The logic, if one could call it that, is rooted in a misguided push for industrial independence — one that pays little heed to actual capacity constraints or timelines. The result has been to effectively price out all foreign transformers just as the U.S. grid demands them most. Whether this move is framed as protectionism or security theater, the reality is that it has made it even harder for American utilities to get what they need.

This is good news for the rest of the world. With the U.S. stepping back from the global transformer market — whether by choice or by tariff — the competition for scarce supply has eased. Chinese manufacturers who once sent 30% of their exports to the U.S. now are looking for new customers in Asia, India and the west. Sensible European buyers will be talking to China’s firms to assess prices and lead times. The trade war, in other words, is reshuffling the supply map, and for many, that’s an opportunity.

Electrification doesn’t wait for policy missteps to be corrected. The urgency of decarbonization, the pressures of urbanization, and the boom in digital infrastructure all continue to drive demand. What changes in 2025 is who gets to move quickly and who is stuck in neutral. The United States, constrained by its own tariffs and its insufficient domestic manufacturing base, will see project slowdowns across the board, including for the factories it wants to reshore, cost escalations, and utilities forced to ration which expansions or replacements to prioritize. Meanwhile, countries willing to source from Chinese suppliers should get delivery windows measured in months, not years. The market imbalance has become a geopolitical lever, and China, with factories running and export markets opening up, is pulling it.

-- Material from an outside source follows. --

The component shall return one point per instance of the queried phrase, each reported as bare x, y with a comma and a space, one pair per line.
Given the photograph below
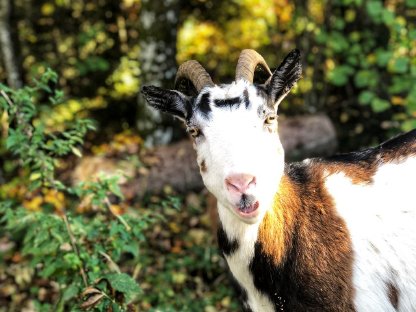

To be clear, this isn’t an argument for blind reliance on any one supplier or country. Electrical grid security, quality assurance, and strategic diversification all matter. But in the face of a global equipment bottleneck, pragmatism matters more. Chinese transformer manufacturers are, for the moment, the only players in the game with spare capacity and the ability to deliver at speed. Blocking access to that capacity, especially without a credible domestic alternative, is not strategic, it’s self-defeating. The U.S. may eventually build out its own transformer factories, with billions now flowing into capacity expansion projects in Virginia, Missouri, and elsewhere. But these will take years to come online, and in the meantime, the gap between demand and supply will only grow.

So while American utilities reshuffle budgets and defer infrastructure upgrades, the rest of the world is quietly benefiting. Quick-acting European grid operators should be placing new orders. While India has maintained transformer manufacturing, it could accelerate electrification with additional Chinese transformers. Southeast Asian nations are moving ahead with renewable interconnections regardless, because they weren’t part of the transformer shortage zone.

It’s one of those moments where a national policy meant to assert control instead cedes it. The U.S. may still see itself as the architect of the modern electric grid, but in 2025, it’s not setting the pace of electrification. That baton passed passed long ago to Europe and now to China. If the end result is that the world electrifies faster, with shorter timelines and better access to essential equipment, then this trade war will have had at least one unintended but welcome consequence.

The irony, of course, is that global decarbonization may accelerate precisely because the U.S. chose to decouple. History, it seems, runs not just on ideology, but on transformers — and right now, the fastest ones to get are made in China.